Я едва ли не с рождения безмерно любил славу и страстно восхищался всем оригинальным; эти склонности могли сделать меня Шекспиром; я обязан им большим: они сделали меня Раслтоном! Шести лет от роду я перекроил свою куртку на манер фрака, а из самой лучшей нижней юбки своей тетушки смастерил себе жилет. В восемь лет я уже презирал просторечие и, когда отец просил меня принести ему домашние туфли, отвечал, что моя душа парит выше лакейских душонок. В девять лет у меня появились собственные понятия о том, что мне подобает;

я с поистине королевским величием отвергал солодовый напиток и необычайно пристрастился к мараскину; в школе я голодал, но никогда не брал вторую порцию пудинга и из своих карманных денег — одного шиллинга, еженедельно платил шесть пенсов за то, что мне чистили башмаки. С годами мои стремления ширились. Я безраздельно отдался снедавшему меня честолюбию, я порвал со своими старыми друзьями, скорее завидовавшими моему дарованию, нежели пытавшимися соперничать со мной; чтобы изготовить мне перчатки, я нанимал трех мастеров — одного для части, покрывающей руку, второго для пальцев, и третьего — особо для большого пальца! Благодаря этим качествам мною стали восхищаться, меня начало обожать новое поколение, ибо в этом вся тайна: чтобы вызвать обожание, нужно избегать людей и казаться восхищенным собою. Последнее совершенно очевидно. Кто, черт возьми, вздумает носиться с вами, если вы сами этого не делаете?

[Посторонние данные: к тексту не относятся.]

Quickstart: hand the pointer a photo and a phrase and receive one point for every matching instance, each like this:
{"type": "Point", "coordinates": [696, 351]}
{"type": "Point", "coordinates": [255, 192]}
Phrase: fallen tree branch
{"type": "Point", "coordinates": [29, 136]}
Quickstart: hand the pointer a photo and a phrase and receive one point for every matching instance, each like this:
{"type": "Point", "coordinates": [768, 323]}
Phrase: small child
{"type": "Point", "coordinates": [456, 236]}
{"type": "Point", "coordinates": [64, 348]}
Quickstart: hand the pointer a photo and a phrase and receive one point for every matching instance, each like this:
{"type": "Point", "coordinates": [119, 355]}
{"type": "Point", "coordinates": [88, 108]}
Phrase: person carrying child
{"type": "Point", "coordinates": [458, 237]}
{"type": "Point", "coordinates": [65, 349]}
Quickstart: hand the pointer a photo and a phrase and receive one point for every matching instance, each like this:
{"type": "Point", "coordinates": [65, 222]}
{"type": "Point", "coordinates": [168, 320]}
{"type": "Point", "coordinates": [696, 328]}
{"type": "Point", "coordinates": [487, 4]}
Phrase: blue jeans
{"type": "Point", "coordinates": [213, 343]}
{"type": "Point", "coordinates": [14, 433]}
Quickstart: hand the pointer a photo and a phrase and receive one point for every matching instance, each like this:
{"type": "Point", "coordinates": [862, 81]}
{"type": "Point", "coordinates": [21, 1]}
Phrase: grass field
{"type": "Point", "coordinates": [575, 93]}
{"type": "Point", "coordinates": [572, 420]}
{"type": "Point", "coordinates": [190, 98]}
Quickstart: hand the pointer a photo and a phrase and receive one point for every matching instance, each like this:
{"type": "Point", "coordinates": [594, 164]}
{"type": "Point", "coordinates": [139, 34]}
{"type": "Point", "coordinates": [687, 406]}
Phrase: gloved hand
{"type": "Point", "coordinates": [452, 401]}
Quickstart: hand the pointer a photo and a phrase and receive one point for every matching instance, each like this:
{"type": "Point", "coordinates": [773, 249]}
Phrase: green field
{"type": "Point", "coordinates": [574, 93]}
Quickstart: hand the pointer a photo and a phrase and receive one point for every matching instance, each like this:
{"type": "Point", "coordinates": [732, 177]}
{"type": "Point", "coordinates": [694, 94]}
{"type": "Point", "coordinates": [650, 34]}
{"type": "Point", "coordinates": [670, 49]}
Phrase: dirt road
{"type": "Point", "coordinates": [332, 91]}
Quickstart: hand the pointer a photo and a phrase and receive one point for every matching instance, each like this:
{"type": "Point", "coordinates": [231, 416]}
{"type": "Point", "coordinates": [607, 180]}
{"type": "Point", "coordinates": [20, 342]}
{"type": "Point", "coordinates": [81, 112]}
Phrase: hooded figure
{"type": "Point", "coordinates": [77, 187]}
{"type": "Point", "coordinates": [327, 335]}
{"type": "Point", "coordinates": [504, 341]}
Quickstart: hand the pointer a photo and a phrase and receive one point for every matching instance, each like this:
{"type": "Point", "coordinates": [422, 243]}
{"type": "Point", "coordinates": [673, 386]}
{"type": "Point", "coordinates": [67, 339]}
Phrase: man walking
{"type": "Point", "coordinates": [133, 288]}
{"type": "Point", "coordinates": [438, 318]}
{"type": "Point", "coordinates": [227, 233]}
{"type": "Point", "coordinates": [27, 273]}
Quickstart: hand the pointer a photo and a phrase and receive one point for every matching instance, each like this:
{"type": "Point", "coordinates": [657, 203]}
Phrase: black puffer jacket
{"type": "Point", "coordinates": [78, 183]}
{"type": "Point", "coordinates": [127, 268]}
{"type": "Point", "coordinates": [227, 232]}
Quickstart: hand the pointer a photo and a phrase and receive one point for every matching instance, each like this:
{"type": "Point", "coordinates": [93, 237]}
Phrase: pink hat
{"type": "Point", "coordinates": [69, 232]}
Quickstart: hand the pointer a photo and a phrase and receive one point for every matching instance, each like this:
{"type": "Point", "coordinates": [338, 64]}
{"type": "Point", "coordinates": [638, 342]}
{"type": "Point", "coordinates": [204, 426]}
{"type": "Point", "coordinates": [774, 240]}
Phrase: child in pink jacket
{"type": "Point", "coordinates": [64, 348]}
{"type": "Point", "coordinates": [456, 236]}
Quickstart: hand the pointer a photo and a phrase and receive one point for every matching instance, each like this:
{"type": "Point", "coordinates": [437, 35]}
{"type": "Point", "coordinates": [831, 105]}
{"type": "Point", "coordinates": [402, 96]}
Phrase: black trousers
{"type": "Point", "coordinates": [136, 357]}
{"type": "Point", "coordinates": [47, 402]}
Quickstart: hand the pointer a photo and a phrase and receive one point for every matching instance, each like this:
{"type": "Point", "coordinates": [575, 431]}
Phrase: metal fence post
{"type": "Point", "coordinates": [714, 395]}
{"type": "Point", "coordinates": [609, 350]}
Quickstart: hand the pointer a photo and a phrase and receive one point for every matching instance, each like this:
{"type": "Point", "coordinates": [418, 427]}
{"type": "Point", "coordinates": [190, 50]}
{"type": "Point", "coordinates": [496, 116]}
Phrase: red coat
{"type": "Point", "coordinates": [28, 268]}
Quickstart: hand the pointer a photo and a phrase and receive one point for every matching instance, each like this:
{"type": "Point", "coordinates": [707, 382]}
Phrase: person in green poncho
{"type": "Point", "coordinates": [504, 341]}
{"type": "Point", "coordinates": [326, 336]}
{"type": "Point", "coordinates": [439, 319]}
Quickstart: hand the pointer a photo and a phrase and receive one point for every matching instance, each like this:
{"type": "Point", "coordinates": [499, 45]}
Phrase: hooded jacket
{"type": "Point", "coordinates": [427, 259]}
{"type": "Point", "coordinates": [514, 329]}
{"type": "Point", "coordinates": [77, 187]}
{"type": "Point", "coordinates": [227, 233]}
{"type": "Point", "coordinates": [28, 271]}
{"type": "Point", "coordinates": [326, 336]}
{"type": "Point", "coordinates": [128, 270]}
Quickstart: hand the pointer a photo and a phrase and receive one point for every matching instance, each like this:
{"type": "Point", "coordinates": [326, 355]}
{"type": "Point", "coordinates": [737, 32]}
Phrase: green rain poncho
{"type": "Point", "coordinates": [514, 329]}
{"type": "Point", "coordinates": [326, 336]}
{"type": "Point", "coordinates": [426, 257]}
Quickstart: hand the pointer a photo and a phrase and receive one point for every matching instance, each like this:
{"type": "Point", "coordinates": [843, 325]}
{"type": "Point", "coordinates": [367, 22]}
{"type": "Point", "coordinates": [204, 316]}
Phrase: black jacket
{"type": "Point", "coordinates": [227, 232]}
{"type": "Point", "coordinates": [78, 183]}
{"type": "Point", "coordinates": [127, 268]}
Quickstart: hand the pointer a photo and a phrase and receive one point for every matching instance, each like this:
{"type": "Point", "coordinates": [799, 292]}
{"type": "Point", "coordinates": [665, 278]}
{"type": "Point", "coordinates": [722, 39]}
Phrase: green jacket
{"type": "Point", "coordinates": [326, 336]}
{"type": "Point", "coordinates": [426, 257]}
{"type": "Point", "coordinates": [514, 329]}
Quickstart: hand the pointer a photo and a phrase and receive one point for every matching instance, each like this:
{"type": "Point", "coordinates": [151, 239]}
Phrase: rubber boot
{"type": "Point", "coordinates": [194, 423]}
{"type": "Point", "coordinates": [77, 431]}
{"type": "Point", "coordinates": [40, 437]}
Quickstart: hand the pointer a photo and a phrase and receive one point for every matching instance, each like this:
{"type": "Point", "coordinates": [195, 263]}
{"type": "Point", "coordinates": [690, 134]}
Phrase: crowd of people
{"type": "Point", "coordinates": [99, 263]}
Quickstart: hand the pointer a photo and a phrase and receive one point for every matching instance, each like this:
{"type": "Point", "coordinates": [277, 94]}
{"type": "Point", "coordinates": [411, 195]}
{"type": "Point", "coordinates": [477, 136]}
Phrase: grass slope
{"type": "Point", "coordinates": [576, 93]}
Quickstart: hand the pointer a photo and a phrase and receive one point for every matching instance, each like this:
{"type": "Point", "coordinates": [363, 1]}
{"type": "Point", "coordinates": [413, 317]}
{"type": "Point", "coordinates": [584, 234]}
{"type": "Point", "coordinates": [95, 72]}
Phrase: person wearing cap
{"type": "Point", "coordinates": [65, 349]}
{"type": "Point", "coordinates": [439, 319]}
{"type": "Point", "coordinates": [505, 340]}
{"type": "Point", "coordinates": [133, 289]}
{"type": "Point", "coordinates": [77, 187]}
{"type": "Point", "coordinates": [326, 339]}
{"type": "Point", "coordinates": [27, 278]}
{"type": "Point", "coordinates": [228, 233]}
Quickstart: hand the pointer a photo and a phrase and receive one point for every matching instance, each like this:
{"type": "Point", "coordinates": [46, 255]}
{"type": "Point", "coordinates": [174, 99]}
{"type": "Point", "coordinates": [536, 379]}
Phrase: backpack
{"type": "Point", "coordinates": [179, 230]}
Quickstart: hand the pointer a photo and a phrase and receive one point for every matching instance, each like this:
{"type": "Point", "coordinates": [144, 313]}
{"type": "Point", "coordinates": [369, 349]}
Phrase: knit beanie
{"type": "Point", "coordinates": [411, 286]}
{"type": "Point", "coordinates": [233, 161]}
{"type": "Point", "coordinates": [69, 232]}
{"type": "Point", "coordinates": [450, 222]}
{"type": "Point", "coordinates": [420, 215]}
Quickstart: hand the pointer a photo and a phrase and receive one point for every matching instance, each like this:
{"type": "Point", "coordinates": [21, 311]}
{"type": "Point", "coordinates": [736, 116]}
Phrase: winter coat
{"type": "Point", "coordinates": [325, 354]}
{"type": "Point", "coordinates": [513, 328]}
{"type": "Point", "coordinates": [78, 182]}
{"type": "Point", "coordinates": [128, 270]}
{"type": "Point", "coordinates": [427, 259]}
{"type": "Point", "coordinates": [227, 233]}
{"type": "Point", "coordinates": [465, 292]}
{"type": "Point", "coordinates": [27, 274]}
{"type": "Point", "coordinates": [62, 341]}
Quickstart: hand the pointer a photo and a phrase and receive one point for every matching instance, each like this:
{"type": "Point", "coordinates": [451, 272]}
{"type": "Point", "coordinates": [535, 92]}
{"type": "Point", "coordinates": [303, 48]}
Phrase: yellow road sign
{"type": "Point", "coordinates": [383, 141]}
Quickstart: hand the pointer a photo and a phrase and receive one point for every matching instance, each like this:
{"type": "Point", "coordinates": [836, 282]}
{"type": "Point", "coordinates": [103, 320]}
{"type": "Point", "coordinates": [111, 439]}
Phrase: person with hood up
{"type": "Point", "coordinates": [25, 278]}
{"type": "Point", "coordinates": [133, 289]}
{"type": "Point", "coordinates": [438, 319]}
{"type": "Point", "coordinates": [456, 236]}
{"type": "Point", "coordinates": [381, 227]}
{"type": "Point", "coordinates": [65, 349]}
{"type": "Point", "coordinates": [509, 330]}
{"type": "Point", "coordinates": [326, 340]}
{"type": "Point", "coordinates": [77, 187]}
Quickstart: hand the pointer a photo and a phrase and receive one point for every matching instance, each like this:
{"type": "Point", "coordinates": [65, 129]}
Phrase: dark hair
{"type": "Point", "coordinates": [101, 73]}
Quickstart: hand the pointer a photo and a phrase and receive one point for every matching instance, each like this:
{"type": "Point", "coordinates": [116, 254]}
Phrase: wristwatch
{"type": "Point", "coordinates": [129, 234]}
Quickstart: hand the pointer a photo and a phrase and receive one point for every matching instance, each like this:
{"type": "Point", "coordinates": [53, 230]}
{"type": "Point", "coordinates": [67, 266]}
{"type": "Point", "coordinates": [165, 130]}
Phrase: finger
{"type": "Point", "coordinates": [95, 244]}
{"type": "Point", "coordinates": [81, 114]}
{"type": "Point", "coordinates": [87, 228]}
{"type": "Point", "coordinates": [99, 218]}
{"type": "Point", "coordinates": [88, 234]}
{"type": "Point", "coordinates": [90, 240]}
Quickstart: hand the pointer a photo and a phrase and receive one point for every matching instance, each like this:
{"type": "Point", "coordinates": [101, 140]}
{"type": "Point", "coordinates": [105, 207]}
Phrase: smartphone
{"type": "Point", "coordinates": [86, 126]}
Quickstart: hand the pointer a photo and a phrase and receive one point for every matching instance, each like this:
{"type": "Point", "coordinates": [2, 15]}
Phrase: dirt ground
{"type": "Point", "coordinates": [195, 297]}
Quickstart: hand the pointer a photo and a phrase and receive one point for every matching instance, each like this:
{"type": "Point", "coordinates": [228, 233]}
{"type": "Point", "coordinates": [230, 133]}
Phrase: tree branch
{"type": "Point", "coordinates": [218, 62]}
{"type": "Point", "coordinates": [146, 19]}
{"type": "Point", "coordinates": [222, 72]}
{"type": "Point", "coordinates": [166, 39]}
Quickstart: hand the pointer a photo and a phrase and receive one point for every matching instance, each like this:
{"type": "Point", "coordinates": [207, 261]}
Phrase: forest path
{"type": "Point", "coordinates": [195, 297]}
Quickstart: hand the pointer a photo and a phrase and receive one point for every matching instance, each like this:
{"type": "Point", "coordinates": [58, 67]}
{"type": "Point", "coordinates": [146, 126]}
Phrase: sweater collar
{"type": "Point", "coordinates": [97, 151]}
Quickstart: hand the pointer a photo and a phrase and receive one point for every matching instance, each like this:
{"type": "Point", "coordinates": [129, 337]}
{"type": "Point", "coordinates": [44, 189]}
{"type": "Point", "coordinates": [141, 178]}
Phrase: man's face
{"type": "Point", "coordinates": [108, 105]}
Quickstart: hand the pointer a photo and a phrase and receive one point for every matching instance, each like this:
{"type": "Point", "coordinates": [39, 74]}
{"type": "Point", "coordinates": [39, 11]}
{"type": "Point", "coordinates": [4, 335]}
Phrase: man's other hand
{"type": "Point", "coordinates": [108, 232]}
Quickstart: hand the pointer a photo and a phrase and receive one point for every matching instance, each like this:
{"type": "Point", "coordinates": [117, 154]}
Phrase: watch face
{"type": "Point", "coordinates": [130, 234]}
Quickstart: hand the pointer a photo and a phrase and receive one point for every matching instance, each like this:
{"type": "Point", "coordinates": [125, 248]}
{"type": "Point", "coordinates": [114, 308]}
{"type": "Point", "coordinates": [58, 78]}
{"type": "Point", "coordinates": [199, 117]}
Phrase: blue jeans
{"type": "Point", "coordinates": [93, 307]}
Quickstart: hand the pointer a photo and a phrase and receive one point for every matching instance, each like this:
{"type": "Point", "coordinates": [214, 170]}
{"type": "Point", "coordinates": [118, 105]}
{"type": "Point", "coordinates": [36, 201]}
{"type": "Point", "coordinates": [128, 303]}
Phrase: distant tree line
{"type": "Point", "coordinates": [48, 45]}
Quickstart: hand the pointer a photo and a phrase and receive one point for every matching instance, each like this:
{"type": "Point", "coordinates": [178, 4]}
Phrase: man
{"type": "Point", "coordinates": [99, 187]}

Еще до того, как я окончил колледж, я влюбился. Мои ровесники в такой оказии хныкали бы, брились бы не чаще двух раз в неделю и кропали стишки. Я не делал ни того, ни другого, ни третьего; последним, я, впрочем, пробовал было заняться, но к величайшему своему изумлению обнаружил, что мое дарование. — не универсально. Начал я эффектно:


О нимфа! Голос музы нежный мог…


Но как я ни старался — мне приходила в голову одна лишь рифма — «сапог». Тогда я придумал другое начало:


Тебя прославить надо так…


но и тут я ничего не мог подобрать, кроме рифмы «башмак». Дальнейшие мои усилия были столь же успешны. «Вешний цвет» рождал в моем воображении рифму «туалет», со словом «услада» почему-то сочеталась «помада», откликом на «жизнь уныла», завершавшую второй стих, была весьма неблагозвучная антитеза — «мыло». Наконец убедившись, что поэтическое искусство не моя forte,[448] я удвоил попечение о своей внешности; я наряжался, украшался, умащался, завивался со всей тщательностью, которую, видимо, подсказывало само своеобразие рифм, рожденных моим вдохновением. Короче говоря, я решил, что лучшим доказательством моих пылких чувств к моей Дульцинее будет трогательная нежность, с которой я относился к своей собственной персоне.